The problem with bad search results
75% of people never scroll past page one of Google. If something negative is ranking there for searches on your name — your actual business name — you’re losing a significant percentage of potential customers before they’ve had a single interaction with you.
It doesn’t matter if the content is unfair. It doesn’t matter if the review is from a competitor posing as a customer. It doesn’t matter if the article is five years old and completely out of date. If it’s ranking on page one, it’s doing damage. The only thing that matters is getting it off page one — and keeping it there.
That’s what online reputation management actually is. Not spin. Not suppressing legitimate criticism through legal threats. Getting the accurate, positive story about your business to rank above the inaccurate, damaging one.
Negative content suppression — pushing bad results down
Suppression works by creating and amplifying positive, authoritative content about your business until it outranks the negative. Google doesn’t remove content just because you don’t like it (unless it violates specific policies — and even then it’s a slow, unreliable process). What it does do is rank the most authoritative, relevant results. We make sure those are yours.
The content we use varies by situation. Sometimes it’s optimising your existing profiles — LinkedIn, Clutch, Google Business, industry directories — that Google already trusts. Sometimes it’s building new brand assets: press features, author profiles, podcast appearances, news mentions. Sometimes it’s creating content that directly targets the search terms where the negative result appears.
Speed matters enormously here. The longer negative content sits on page one, the more embedded it becomes in Google’s understanding of your brand. Early intervention is significantly easier than trying to fix something that’s been ranking for three years. If you’re dealing with something right now — don’t wait.

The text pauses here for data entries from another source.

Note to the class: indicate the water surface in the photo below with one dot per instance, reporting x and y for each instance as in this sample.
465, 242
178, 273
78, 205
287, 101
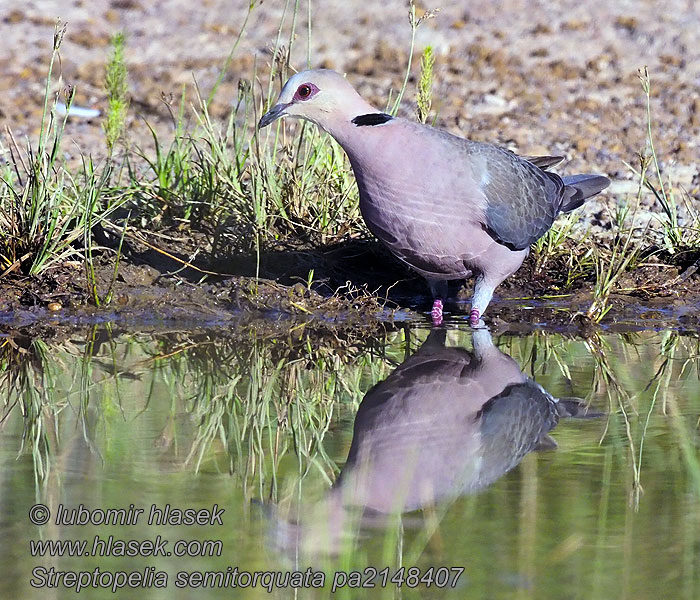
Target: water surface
543, 466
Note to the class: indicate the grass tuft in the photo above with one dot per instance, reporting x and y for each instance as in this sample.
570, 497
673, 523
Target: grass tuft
117, 86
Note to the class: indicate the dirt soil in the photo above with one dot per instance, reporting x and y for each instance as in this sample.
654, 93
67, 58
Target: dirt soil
555, 77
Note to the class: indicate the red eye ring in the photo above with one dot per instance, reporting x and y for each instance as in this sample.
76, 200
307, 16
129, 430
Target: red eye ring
305, 91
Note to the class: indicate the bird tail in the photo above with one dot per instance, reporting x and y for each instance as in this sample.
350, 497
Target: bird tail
581, 187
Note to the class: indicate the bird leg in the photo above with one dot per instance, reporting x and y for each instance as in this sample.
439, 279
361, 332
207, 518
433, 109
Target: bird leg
483, 292
436, 313
438, 289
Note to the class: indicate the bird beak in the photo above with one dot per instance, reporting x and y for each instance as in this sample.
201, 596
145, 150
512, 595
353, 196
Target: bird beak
273, 114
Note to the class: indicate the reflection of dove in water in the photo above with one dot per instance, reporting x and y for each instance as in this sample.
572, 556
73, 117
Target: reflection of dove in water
446, 422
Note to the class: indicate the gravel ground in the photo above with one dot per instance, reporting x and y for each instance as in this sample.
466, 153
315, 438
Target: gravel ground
556, 76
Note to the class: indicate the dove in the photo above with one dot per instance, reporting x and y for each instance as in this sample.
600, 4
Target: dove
448, 207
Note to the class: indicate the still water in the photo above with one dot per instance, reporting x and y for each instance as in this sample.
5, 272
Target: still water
428, 464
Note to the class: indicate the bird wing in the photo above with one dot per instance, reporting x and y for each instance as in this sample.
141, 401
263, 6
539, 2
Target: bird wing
522, 199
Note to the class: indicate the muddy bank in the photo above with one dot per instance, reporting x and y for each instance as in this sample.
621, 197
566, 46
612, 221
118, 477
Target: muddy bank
355, 285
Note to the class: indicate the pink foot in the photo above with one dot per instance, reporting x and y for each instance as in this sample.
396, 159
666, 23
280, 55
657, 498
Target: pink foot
436, 313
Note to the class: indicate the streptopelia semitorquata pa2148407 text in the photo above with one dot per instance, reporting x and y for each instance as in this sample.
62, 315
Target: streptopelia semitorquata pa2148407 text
448, 207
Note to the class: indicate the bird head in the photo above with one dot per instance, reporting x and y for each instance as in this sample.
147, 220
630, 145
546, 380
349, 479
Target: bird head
321, 96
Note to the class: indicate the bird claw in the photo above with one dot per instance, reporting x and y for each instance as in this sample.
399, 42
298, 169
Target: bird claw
436, 313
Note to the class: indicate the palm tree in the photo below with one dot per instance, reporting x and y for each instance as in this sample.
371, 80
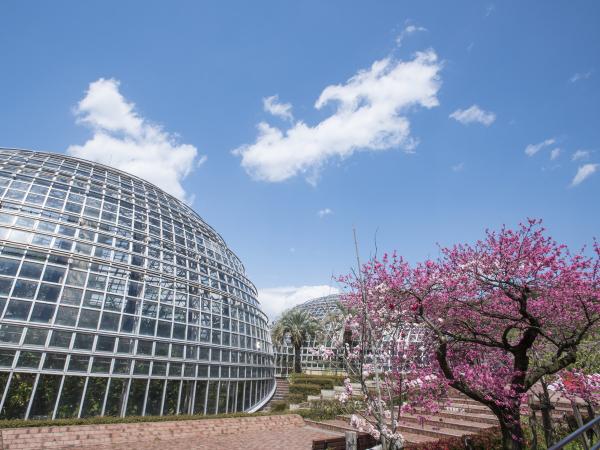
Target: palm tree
298, 325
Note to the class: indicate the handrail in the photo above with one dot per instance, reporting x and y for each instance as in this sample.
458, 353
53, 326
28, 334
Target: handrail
575, 434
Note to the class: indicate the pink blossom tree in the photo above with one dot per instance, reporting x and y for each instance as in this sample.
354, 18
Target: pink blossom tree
487, 308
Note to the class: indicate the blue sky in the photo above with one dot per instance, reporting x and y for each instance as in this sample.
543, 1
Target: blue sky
416, 122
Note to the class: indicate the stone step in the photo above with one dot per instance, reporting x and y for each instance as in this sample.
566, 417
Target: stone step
462, 423
488, 419
342, 425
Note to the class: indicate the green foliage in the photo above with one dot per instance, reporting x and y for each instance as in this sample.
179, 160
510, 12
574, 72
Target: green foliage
326, 382
297, 324
296, 398
328, 409
279, 405
305, 389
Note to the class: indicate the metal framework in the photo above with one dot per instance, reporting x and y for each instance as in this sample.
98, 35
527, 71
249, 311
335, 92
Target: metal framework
118, 299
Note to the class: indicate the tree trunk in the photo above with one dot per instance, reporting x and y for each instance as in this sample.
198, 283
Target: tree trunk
546, 408
534, 427
510, 426
297, 359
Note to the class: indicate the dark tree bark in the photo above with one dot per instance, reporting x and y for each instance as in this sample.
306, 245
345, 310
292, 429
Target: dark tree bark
297, 359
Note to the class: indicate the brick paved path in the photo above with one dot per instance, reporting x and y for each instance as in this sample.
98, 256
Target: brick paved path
289, 438
287, 431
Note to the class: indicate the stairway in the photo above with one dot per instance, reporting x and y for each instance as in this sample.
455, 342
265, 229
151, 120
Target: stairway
282, 390
459, 416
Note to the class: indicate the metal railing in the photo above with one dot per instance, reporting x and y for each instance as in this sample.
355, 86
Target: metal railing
580, 433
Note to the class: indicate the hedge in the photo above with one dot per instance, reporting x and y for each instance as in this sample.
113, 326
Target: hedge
305, 389
326, 382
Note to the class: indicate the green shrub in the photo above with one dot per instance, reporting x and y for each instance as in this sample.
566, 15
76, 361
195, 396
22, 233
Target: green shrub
279, 405
296, 398
305, 389
326, 382
328, 409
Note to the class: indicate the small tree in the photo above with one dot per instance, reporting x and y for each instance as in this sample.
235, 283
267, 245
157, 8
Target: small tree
488, 308
297, 325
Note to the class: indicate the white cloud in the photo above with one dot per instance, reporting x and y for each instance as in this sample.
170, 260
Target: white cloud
584, 172
580, 154
580, 76
473, 114
369, 114
276, 300
273, 106
532, 149
125, 140
324, 212
408, 30
458, 167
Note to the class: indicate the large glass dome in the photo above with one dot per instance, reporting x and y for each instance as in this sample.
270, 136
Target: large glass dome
118, 299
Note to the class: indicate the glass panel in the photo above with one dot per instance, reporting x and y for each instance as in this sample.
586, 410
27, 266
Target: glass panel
94, 397
70, 397
154, 402
79, 363
137, 392
29, 360
84, 341
171, 395
36, 336
60, 339
42, 313
17, 398
44, 399
105, 344
10, 333
231, 397
31, 270
116, 397
187, 389
101, 365
25, 289
88, 319
200, 397
247, 395
17, 309
223, 397
211, 405
55, 361
240, 397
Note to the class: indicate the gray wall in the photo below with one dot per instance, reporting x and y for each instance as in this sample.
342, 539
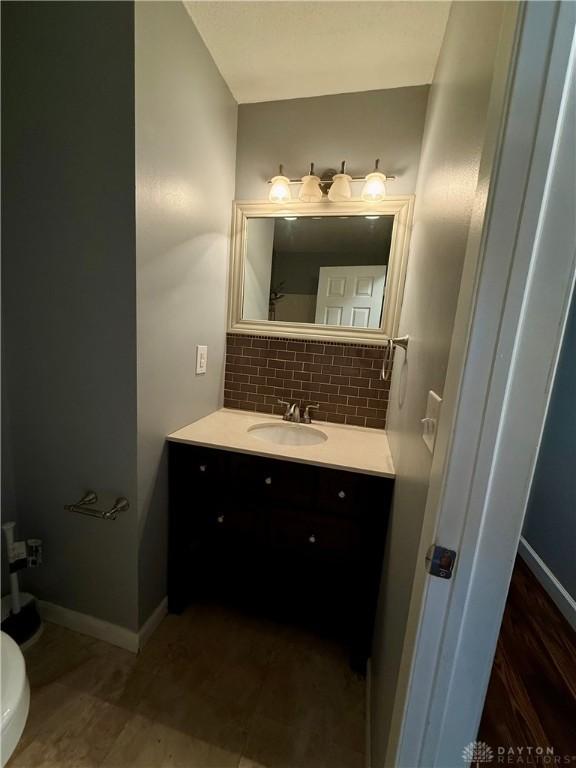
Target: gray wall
357, 127
550, 525
69, 299
447, 180
186, 122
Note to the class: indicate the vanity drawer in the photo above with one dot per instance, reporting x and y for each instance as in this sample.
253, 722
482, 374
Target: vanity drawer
231, 524
339, 493
314, 536
268, 482
198, 469
346, 494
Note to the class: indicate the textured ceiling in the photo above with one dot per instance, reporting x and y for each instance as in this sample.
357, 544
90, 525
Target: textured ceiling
272, 49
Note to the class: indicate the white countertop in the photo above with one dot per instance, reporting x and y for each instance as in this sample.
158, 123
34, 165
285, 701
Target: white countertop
357, 449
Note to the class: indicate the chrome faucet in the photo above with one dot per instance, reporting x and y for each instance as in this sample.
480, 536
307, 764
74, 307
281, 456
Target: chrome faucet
292, 412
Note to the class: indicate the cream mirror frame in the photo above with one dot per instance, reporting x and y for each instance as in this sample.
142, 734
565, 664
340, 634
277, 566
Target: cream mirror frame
399, 207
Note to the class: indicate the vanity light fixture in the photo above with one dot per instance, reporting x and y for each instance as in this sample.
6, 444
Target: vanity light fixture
340, 189
336, 186
280, 190
310, 191
375, 185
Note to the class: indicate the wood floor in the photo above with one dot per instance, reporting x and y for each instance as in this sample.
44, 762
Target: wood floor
212, 689
531, 698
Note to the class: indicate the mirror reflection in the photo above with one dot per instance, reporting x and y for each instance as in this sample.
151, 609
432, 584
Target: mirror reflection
327, 270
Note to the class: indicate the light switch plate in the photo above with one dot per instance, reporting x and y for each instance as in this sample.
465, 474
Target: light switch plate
201, 358
430, 420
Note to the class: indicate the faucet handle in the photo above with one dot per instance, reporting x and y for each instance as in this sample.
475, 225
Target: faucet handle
288, 405
307, 417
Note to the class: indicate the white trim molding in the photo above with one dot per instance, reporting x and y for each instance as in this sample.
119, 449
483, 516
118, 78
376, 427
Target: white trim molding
89, 625
103, 630
152, 623
399, 207
563, 600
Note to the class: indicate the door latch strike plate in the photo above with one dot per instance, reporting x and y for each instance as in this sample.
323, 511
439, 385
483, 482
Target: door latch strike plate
440, 561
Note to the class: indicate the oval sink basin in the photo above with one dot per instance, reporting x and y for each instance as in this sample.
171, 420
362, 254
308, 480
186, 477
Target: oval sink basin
288, 434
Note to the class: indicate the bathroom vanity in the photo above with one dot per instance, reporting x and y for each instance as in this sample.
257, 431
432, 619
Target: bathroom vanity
294, 532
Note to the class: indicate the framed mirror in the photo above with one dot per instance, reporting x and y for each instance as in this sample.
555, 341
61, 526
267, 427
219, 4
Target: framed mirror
323, 271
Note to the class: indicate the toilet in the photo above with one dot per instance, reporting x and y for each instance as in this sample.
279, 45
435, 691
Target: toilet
15, 694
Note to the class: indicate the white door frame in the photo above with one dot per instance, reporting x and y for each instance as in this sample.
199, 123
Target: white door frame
508, 332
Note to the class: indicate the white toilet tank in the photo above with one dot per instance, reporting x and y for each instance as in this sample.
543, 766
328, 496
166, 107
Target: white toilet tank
15, 695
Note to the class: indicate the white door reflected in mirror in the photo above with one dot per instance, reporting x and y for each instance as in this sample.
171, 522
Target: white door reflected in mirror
280, 256
295, 266
351, 296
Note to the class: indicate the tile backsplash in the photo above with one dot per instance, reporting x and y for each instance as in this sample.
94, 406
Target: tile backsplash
344, 378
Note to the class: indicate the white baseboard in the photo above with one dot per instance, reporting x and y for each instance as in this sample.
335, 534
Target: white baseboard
564, 601
152, 622
369, 713
89, 625
103, 630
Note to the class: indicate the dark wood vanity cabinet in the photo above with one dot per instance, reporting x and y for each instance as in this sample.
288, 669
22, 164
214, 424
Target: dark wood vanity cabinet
292, 541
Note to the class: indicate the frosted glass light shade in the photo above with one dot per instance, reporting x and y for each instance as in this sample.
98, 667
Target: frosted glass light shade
280, 190
310, 191
340, 188
374, 187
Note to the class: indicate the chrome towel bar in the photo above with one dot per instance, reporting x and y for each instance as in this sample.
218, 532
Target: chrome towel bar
83, 507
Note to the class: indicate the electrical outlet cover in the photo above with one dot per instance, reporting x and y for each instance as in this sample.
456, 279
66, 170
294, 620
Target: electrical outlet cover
201, 358
430, 420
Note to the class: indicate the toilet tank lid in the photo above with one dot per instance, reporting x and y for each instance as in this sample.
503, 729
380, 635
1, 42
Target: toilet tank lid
13, 680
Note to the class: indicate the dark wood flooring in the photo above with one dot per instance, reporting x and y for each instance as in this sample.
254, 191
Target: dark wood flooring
531, 698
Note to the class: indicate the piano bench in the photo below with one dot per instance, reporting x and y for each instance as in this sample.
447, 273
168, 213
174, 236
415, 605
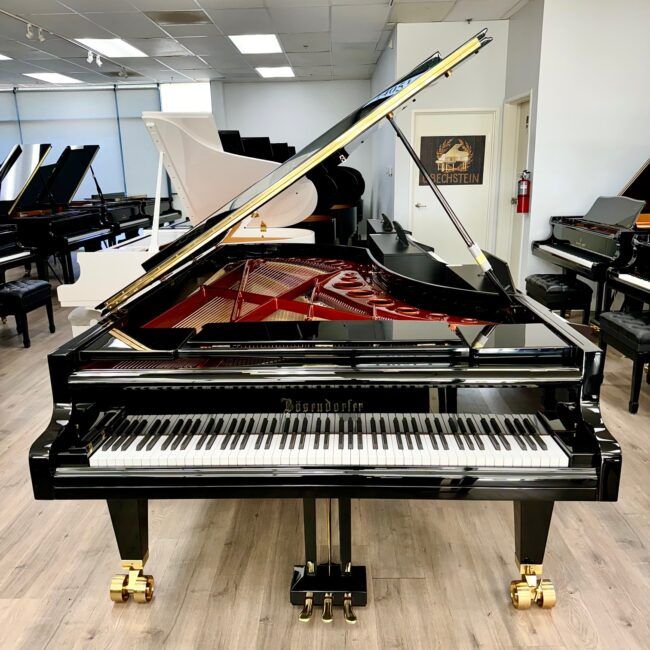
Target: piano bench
629, 333
19, 297
562, 292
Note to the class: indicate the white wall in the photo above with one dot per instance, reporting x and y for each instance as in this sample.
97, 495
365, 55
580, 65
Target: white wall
478, 83
297, 112
383, 140
593, 130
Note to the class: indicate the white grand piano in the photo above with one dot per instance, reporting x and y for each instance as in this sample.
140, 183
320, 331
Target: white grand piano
205, 178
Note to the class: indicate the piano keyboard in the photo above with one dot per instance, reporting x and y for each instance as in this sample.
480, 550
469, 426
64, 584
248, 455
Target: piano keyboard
303, 440
558, 252
633, 281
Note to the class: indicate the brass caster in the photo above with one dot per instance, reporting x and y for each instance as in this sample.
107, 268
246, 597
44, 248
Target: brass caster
546, 597
327, 609
532, 589
520, 594
134, 583
308, 608
348, 612
118, 590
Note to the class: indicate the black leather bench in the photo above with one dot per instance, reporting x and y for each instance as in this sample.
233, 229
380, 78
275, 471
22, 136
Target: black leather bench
629, 333
559, 291
19, 297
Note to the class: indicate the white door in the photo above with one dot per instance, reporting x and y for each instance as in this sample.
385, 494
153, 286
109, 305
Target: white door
521, 163
457, 149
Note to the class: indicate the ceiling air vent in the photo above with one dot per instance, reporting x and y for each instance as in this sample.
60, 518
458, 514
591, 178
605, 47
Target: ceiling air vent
179, 17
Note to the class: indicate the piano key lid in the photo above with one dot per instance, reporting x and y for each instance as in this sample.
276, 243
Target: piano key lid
337, 138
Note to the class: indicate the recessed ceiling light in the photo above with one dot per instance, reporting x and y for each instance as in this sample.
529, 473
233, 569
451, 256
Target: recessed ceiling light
256, 43
113, 48
278, 71
52, 77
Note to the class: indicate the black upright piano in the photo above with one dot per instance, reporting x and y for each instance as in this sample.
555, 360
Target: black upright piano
307, 371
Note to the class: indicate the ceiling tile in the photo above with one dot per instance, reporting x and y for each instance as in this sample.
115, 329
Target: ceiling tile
305, 19
480, 9
72, 26
354, 56
319, 72
363, 18
23, 8
159, 46
181, 31
310, 58
242, 21
163, 5
204, 45
182, 62
127, 25
262, 60
420, 12
312, 42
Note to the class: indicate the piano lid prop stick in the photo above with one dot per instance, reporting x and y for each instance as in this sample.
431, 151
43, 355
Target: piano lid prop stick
475, 250
155, 225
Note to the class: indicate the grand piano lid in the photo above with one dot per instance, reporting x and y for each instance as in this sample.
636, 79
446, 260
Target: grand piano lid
332, 141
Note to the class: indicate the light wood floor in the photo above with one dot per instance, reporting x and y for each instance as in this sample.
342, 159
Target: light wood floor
438, 571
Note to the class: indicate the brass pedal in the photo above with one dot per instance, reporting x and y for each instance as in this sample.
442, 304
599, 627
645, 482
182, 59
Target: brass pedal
327, 608
348, 612
308, 608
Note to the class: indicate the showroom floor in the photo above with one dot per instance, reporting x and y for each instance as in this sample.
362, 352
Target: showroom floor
438, 571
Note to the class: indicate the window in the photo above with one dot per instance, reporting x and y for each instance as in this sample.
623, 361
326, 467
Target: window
186, 98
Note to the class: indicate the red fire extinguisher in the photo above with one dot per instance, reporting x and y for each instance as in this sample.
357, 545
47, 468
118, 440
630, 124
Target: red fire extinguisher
523, 193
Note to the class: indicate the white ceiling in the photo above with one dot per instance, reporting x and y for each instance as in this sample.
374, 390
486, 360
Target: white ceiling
321, 39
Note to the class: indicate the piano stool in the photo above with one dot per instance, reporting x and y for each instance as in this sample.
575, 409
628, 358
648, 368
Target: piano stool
629, 333
559, 291
19, 297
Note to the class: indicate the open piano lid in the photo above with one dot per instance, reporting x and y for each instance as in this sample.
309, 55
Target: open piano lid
200, 239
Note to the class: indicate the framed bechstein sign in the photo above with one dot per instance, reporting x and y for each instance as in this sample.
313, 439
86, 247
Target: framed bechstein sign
453, 160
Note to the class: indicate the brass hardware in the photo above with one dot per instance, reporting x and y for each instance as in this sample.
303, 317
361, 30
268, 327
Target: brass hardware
327, 608
348, 612
373, 117
532, 588
308, 609
128, 340
134, 583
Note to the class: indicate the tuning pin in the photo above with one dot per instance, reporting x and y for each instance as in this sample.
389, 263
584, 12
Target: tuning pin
327, 608
348, 612
307, 610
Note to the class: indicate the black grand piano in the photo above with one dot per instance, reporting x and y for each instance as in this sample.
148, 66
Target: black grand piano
305, 371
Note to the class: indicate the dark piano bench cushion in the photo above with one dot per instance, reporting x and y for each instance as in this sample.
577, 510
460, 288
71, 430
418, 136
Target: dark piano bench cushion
22, 296
557, 291
632, 329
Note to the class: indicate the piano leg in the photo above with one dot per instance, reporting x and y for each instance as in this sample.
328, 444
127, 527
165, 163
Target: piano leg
130, 521
532, 523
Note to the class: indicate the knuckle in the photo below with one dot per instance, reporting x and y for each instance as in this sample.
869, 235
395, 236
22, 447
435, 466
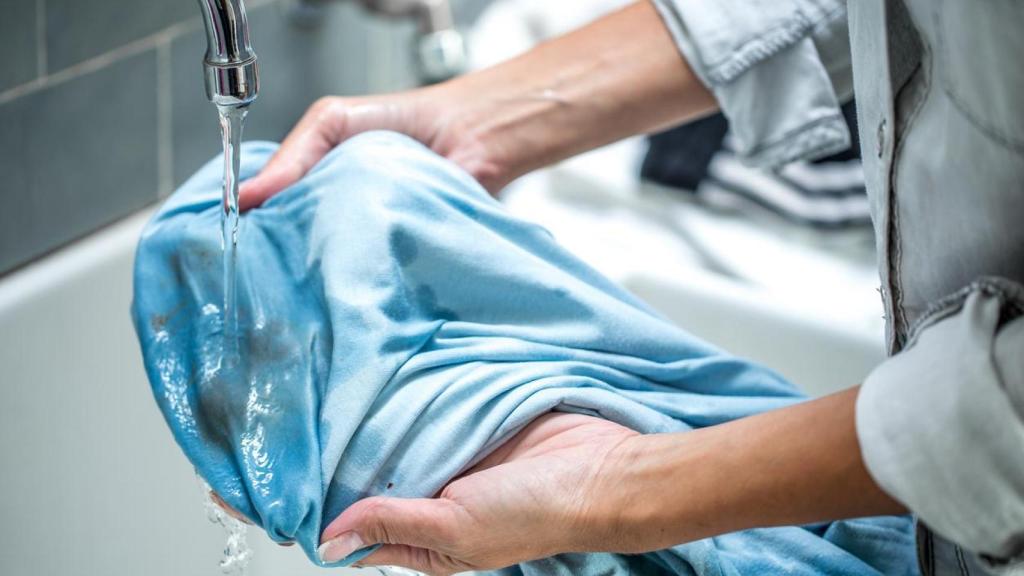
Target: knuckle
326, 107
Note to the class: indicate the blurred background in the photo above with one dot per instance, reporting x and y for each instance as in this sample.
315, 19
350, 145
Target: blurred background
102, 114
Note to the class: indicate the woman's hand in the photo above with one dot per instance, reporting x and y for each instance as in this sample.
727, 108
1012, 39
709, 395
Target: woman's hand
425, 115
615, 78
537, 495
576, 484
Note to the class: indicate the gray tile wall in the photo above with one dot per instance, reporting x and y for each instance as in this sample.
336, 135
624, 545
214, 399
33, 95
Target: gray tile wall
102, 109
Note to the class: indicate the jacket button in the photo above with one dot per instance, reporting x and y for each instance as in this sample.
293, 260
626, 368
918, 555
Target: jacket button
882, 137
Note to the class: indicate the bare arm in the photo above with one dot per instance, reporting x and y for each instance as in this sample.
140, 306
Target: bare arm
791, 466
570, 483
617, 77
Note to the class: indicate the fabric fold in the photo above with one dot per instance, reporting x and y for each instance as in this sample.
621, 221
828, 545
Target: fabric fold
397, 324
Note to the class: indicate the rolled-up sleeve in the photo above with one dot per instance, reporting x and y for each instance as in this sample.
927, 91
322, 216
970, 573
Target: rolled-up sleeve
771, 65
941, 424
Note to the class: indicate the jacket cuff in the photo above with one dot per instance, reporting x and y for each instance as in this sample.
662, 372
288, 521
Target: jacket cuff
941, 424
760, 59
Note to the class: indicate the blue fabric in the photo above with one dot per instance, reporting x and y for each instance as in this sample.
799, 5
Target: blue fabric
398, 325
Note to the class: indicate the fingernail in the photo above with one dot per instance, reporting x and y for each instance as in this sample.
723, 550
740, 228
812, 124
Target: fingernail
340, 548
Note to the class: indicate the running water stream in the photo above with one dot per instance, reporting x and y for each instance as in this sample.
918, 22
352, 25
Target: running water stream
237, 551
231, 122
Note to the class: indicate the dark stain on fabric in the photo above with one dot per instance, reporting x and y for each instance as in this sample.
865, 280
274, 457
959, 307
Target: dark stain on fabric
403, 247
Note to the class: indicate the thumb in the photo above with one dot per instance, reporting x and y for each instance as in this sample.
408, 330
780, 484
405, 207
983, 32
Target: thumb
397, 523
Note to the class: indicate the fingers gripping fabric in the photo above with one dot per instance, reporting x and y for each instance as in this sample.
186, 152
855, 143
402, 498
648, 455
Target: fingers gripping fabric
396, 325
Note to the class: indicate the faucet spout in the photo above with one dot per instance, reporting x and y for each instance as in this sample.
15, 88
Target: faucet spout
230, 67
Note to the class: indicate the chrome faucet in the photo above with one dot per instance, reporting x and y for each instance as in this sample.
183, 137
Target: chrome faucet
231, 71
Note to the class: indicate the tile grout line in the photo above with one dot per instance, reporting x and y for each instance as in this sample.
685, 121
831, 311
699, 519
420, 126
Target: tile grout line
97, 63
41, 55
165, 120
102, 60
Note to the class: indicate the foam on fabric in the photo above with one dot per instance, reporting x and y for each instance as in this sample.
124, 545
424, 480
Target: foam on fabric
397, 325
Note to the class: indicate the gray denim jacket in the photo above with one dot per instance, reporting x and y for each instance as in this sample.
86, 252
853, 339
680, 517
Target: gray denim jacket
940, 95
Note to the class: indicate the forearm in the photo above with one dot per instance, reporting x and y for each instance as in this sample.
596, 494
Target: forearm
791, 466
617, 77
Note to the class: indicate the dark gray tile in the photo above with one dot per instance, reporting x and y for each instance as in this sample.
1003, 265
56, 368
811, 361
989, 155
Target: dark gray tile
298, 64
18, 57
76, 157
79, 30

Review management — getting more of what people want to see
Reviews are one of the most visible reputation signals in search results. Star ratings show up directly in Google’s search results, in the map pack, in your Business Profile. A 3.2 average loses you business to a competitor with 4.6, even if you’re actually better.
The honest truth about review generation: most businesses have plenty of happy customers who just never thought to leave a review. They assume you know they’re happy. They forgot. They mean to do it later. A simple, well-timed follow-up process captures those reviews — and most businesses that implement it properly see a significant improvement in review volume within 60 days.
We build that process for you. Not fake reviews. Not incentivised reviews that violate platform guidelines. Just a systematic way of asking your actual happy customers to share their experience at the right moment, in the right way, on the right platforms.
We also look at your negative reviews. Responding to them properly matters — both for the customer who left it and for everyone who reads it afterwards. A professional, measured response to a negative review often does more for your reputation than the negative review damages it.
Brand monitoring — knowing what’s being said before it becomes a problem
Most businesses find out about reputation problems the hard way — a client mentions it, someone spots it, traffic suddenly drops from branded searches. By then, the content has been ranking for weeks or months.
We set up monitoring for your brand name, your key executives, and your main products or services. When something new appears — a review, an article, a social media post, a forum thread — we see it and flag it. Most of the time it’s nothing. Occasionally it’s something that needs a response before it embeds itself on page one. Early warning is everything in reputation management.
Crisis response — when things blow up fast
Sometimes reputation problems aren’t slow. A disgruntled former employee posts something that goes semi-viral. A journalist writes a critical piece that ranks immediately because of the publication’s authority. A competitor orchestrates a coordinated negative review campaign. A social media post screenshots something out of context.
These situations need different handling than standard suppression campaigns. They require speed, coordination, and sometimes a combination of SEO, PR, and legal review (though we’re not lawyers and don’t provide legal advice). We’ve dealt with enough of these to know what works, what makes things worse, and how to prioritise actions in the first 48 hours.
If you’re in a crisis right now — email us at hello@revddigital.com or WhatsApp us. We can usually get someone on a call within a few hours.
“A competitor had written a hit piece about us that was ranking number two for our business name. We’d tried to get it removed through the platform for months — nothing. REVD got it off page one in about eight weeks. Still not sure exactly how but I stopped asking questions and just kept paying the invoice.”